La playa de San Lorenzo, el paseo del Muro, el cerro de Santa Catalina, el parque de la Providencia y el mar, con más de 70 barcos siguiendo las evoluciones de los pilotos, acapararon la mayor parte de las miles de personas que siguieron el desarrollo del festival.
El público empezó a tomar posiciones desde primeras horas de la mañana, y ya sobre las 10.30 horas los puntos más estratégicos estaban copados.

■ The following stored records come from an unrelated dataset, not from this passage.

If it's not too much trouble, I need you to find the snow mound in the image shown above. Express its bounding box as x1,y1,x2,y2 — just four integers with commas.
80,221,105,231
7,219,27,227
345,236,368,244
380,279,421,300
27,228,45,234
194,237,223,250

Y nadie se movió de su sitio hasta que concluyó su exhibición la patrulla de paracaidistas PAPEA, que cerró el brillante espectáculo a las 14.30 horas, como estaba previsto.
La exhibición aérea, organizada por el Ejército del Aire, el Ayuntamiento de Gijón y Cajastur, transcurrió con normalidad, aunque se echó de menos al anunciado Mirage 2000 del Ejército del Aire francés, que a última hora no pudo salir. La estrella del festival fue el Eurofighter, el caza más moderno del Ejército del Aire español, aunque la patrulla Águila fue la que más admiración levantó por sus arriesgados ejercicios acrobáticos con los reactores C-101.
Cerca de 200 personas de las fuerzas de seguridad controlaron el evento.